DIREITOS EM RISCO

André Mendonça ‘não virou um democrata ontem’, aponta jurista

Para advogada e integrante da ABJD Tânia Oliveira, futuro ministro do STF “já colocou a religião acima do direito” em algumas ocasiões e “é impossível separar as práticas pretéritas” daquilo que se espera dele na Corte

Jefferson Rudy/Agência Senado
Jefferson Rudy/Agência Senado
Logo depois da aprovação, Mendonça voltou a demonstrar verdadeira face religiosa. "Voltou a ser um pregador, um pastor", diz advogada

São Paulo – Para a advogada, historiadora, pesquisadora e integrante da coordenação-executiva da Associação Brasileira de Juristas pela Democracia (ABJD), Tânia Oliveira, a aprovação do advogado e pastor presbiteriano André Mendonça para ocupar uma cadeira no Supremo Tribunal Federal (STF) é uma afronta ao Estado democrático de direito.
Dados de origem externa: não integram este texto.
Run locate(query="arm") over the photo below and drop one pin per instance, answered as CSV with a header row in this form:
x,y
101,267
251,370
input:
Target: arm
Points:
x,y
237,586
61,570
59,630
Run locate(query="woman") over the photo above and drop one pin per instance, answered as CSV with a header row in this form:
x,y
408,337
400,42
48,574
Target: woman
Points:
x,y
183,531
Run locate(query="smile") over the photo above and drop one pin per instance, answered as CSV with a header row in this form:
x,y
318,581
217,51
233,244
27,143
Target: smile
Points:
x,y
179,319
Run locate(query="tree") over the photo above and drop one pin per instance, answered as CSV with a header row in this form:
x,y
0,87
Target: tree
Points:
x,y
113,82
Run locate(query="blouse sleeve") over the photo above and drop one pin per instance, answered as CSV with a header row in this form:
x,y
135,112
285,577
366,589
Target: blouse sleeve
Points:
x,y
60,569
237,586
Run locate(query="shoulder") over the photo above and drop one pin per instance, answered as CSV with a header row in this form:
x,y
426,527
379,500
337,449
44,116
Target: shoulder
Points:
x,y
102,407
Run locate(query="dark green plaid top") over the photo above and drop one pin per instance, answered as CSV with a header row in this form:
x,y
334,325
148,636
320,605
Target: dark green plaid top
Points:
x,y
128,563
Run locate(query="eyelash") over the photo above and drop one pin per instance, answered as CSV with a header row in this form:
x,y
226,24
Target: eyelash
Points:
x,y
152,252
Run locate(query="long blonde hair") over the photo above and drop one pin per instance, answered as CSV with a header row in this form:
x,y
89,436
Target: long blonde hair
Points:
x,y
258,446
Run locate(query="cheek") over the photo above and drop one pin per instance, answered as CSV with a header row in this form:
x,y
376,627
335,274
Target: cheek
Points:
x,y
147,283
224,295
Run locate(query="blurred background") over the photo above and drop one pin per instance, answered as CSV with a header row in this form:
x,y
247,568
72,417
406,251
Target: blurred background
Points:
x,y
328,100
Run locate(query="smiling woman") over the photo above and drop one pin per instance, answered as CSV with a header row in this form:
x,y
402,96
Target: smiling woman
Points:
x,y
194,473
O plenário do Senado aprovou nesta quarta-feira (1°), por 47 votos a 32, o nome do bolsonarista “terrivelmente evangélico” para ocupar a vaga deixada pelo ministro Marco Aurélio Mello. Durante a sessão, Mendonça buscou usar um tom mais “moderado” para ser aprovado.

“Foram mais de oito horas de sabatina onde ele tentou esconder sua militância bolsonarista e as práticas religiosas. Essa aprovação é bastante complicada, apesar dele se afastar do radicalismo na sabatina, não há como acreditar no que foi dito ali. Ele disse, por exemplo, que respeitaria o casamento entre pessoas do mesmo sexo, mas não significa que não votará contra. É um jogo de palavras”, afirmou Tânia, em entrevista a Glauco Faria, no Jornal Brasil Atual.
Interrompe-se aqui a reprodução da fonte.